Bana neşeden, huzurdan başka bir şey getirmediler. Dışarı çıktığımda eve koşa koşa gelmemin en büyük nedeni onlar.
Fakat… Dünya kötü ruhlarla dolu. Dilleri olmayan, insana sadece mutluluk veren, şu dünyada 3 – 4 kiloluk yer kaplayan bu hayvanların bir şekilde hayatta kalmasını kaldıramayan kötü ruhlar…
Yukarıda uzun uzadıya anlattığım benim sadece bir yılda yaşadıklarımın ufacık kısmı. Meltem Hanım ve ailesi Sütlaç’a tam 6 yıl gözü gibi baktı. Bu şekilde ayrılmak acıların en büyüğü, en vahşisi. Yaşadıklarını aklım hayalim almıyor.

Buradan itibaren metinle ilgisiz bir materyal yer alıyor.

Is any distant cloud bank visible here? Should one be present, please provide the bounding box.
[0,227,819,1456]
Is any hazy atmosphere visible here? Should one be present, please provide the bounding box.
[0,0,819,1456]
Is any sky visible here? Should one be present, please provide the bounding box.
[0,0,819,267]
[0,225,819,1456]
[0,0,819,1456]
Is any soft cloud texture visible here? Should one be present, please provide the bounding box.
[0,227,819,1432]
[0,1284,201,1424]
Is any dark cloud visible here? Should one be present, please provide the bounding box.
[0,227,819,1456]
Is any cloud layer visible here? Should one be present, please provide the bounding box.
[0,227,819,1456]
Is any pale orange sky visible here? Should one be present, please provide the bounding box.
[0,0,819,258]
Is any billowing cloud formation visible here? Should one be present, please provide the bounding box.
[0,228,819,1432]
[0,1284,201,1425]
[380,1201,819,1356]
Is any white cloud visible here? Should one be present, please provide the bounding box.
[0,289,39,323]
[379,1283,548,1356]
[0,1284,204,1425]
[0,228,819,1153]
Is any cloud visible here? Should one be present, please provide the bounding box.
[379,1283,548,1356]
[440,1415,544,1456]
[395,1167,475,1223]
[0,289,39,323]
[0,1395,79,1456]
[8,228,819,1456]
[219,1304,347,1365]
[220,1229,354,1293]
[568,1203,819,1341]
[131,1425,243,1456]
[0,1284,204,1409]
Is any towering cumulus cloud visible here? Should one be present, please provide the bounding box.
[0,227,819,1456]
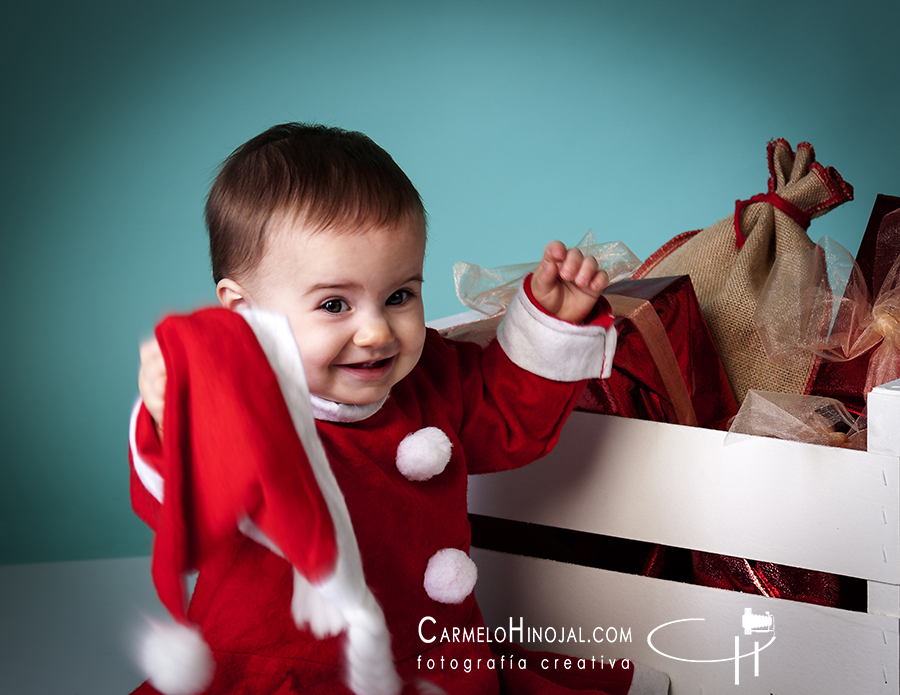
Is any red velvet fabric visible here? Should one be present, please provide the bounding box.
[140,308,337,621]
[578,275,737,428]
[132,316,632,695]
[578,275,840,606]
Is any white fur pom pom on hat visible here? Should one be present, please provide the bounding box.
[138,621,216,695]
[425,548,478,604]
[397,427,453,481]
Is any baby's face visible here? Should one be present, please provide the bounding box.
[245,225,425,404]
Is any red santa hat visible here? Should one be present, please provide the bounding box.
[136,309,402,695]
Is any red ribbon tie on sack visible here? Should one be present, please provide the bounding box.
[734,191,810,251]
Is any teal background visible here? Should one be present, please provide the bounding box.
[0,0,900,563]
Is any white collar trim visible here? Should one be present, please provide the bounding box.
[309,393,391,422]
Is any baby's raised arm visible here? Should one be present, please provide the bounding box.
[531,241,609,323]
[138,338,166,436]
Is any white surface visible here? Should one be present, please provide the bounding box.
[0,557,167,695]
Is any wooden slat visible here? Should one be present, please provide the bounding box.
[469,413,900,584]
[472,548,900,695]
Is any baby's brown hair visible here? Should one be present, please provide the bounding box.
[206,123,425,283]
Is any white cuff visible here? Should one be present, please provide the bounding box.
[497,287,618,381]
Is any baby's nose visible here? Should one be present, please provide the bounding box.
[353,316,394,347]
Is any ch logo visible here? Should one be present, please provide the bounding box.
[647,608,775,685]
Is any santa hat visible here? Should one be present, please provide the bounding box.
[139,309,402,695]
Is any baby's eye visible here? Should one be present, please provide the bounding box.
[319,299,350,314]
[385,290,412,306]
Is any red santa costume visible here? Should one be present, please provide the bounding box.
[130,282,668,695]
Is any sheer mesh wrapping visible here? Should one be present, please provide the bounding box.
[725,390,866,449]
[635,140,853,402]
[453,232,641,316]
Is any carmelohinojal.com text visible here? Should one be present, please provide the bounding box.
[418,615,632,673]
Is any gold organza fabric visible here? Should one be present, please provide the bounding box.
[634,140,853,403]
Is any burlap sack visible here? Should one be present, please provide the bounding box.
[634,139,853,403]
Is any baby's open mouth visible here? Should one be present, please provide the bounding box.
[341,357,394,370]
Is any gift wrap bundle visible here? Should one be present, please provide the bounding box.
[454,140,900,606]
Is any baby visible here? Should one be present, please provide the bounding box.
[131,123,648,693]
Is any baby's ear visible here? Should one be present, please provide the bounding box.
[216,278,247,311]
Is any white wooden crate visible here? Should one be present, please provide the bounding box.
[469,381,900,695]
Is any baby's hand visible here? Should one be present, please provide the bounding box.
[531,241,609,323]
[138,338,166,435]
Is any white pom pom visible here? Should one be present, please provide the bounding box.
[425,548,478,603]
[291,569,347,639]
[397,427,453,481]
[138,622,216,695]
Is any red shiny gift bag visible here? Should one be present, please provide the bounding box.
[808,195,900,415]
[578,275,737,428]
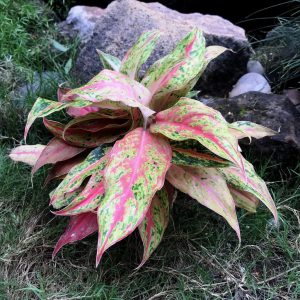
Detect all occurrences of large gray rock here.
[199,92,300,166]
[63,0,251,95]
[229,72,271,97]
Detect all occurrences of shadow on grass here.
[0,148,300,299]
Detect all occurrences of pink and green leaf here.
[120,30,160,80]
[142,29,205,111]
[138,188,173,268]
[204,46,232,67]
[54,171,105,216]
[218,159,278,221]
[96,128,172,265]
[44,118,131,148]
[44,153,86,185]
[150,98,243,169]
[167,165,240,239]
[172,147,232,168]
[228,186,259,213]
[32,138,85,174]
[50,147,110,209]
[96,49,121,71]
[52,212,98,258]
[63,70,154,117]
[9,144,46,166]
[24,98,105,140]
[229,121,277,140]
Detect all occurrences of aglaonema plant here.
[10,29,277,266]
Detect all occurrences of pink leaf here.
[167,165,240,239]
[32,138,85,174]
[96,128,172,265]
[52,212,98,258]
[9,144,46,166]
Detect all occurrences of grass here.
[0,0,78,143]
[252,0,300,92]
[0,148,300,299]
[0,0,300,299]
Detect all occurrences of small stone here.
[60,0,251,96]
[247,59,265,75]
[198,92,300,167]
[229,73,271,97]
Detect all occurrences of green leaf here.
[50,147,109,209]
[96,128,172,265]
[142,29,205,111]
[96,49,121,71]
[138,188,173,268]
[120,30,160,80]
[150,98,243,169]
[167,165,240,239]
[172,147,232,168]
[218,159,278,221]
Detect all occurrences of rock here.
[247,59,265,75]
[9,71,63,107]
[199,92,300,167]
[229,73,271,97]
[62,0,251,95]
[60,5,104,41]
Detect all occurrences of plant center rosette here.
[10,29,277,266]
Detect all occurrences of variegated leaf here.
[167,165,240,239]
[142,29,205,111]
[32,138,85,174]
[172,147,232,168]
[57,85,71,102]
[52,212,98,258]
[9,144,46,166]
[228,186,259,213]
[53,171,105,216]
[50,147,110,209]
[138,188,173,268]
[218,159,278,221]
[24,98,103,140]
[150,98,243,169]
[229,121,277,139]
[96,128,172,265]
[120,30,160,80]
[96,49,121,71]
[44,153,86,185]
[63,70,154,117]
[204,46,232,66]
[44,118,130,148]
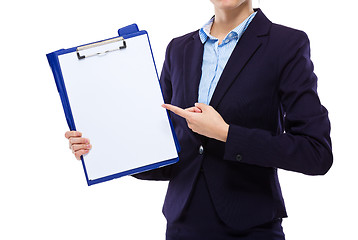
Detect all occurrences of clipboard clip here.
[76,37,127,60]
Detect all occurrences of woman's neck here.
[210,3,254,44]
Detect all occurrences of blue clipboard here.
[46,24,180,186]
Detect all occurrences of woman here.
[66,0,333,240]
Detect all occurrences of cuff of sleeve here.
[224,125,267,165]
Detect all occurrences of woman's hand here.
[162,103,229,142]
[65,131,92,160]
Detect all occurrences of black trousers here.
[166,172,285,240]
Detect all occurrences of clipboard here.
[46,24,180,186]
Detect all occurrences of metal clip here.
[76,37,127,59]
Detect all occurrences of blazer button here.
[199,145,204,155]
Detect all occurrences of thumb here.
[194,103,210,111]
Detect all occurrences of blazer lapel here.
[210,9,272,108]
[183,32,204,108]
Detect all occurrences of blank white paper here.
[59,34,178,180]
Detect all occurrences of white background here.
[0,0,358,240]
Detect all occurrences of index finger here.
[65,131,82,139]
[162,104,190,119]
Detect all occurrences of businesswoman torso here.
[66,0,332,240]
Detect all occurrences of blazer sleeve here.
[132,42,172,181]
[224,31,333,175]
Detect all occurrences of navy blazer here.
[135,9,333,230]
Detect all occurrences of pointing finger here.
[162,104,190,119]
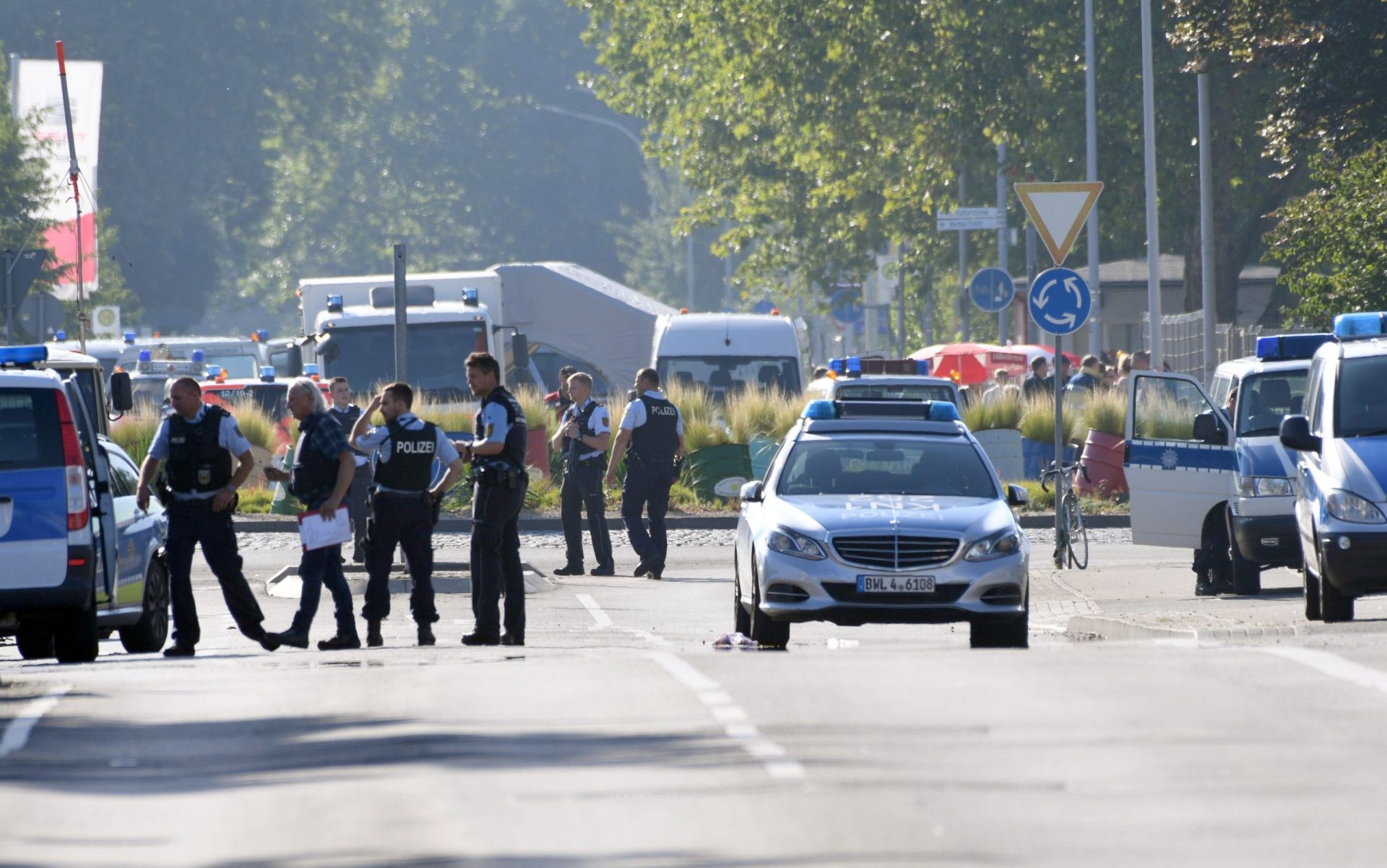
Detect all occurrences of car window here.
[0,389,62,472]
[777,437,998,498]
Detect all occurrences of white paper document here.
[298,505,353,552]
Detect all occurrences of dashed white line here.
[0,684,72,758]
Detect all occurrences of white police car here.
[1280,313,1387,621]
[1123,334,1333,595]
[0,341,169,663]
[734,401,1031,648]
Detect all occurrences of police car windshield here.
[1237,370,1307,437]
[1334,355,1387,437]
[777,437,997,498]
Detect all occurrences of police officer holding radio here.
[550,373,615,576]
[136,377,279,657]
[606,368,684,580]
[327,377,371,563]
[454,352,530,645]
[351,383,462,648]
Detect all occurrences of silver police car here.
[734,401,1031,648]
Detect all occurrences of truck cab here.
[1122,334,1334,596]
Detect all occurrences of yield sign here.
[1015,181,1102,265]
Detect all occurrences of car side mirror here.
[1007,485,1031,506]
[1282,416,1325,455]
[1194,410,1227,446]
[111,370,134,413]
[738,479,764,503]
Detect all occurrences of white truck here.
[298,262,674,401]
[650,313,808,401]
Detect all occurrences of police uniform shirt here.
[356,413,460,494]
[559,398,613,461]
[621,389,684,437]
[148,404,251,500]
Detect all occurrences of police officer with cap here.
[606,368,684,580]
[327,377,371,563]
[136,377,279,657]
[351,383,462,648]
[550,373,615,576]
[454,352,530,645]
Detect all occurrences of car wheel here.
[53,593,100,663]
[14,630,53,660]
[121,557,169,654]
[748,557,789,648]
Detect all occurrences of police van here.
[1122,334,1333,596]
[1280,313,1387,621]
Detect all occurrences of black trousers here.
[559,458,612,567]
[621,463,674,570]
[472,482,529,638]
[360,491,438,624]
[165,500,265,645]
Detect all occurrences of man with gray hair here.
[265,377,360,651]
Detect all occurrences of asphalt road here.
[8,531,1387,868]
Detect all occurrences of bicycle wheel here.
[1064,491,1089,570]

Sosyal medyada #sütlaçiçinadaletistiyoruz başlığıyla katilin bulunması ve bir an önce hayvan hakları yasasının çıkması için bir kampanya başlatıldı. Eğer bu yazıyı okuduysanız ve bu kampanyadan haberiniz olduysa lütfen desteğinizi esirgemeyin.
Gelişmeleri ve inanıyorum ki katilin yakalandığını buradan ve sosyal medyadan size duyuracağım.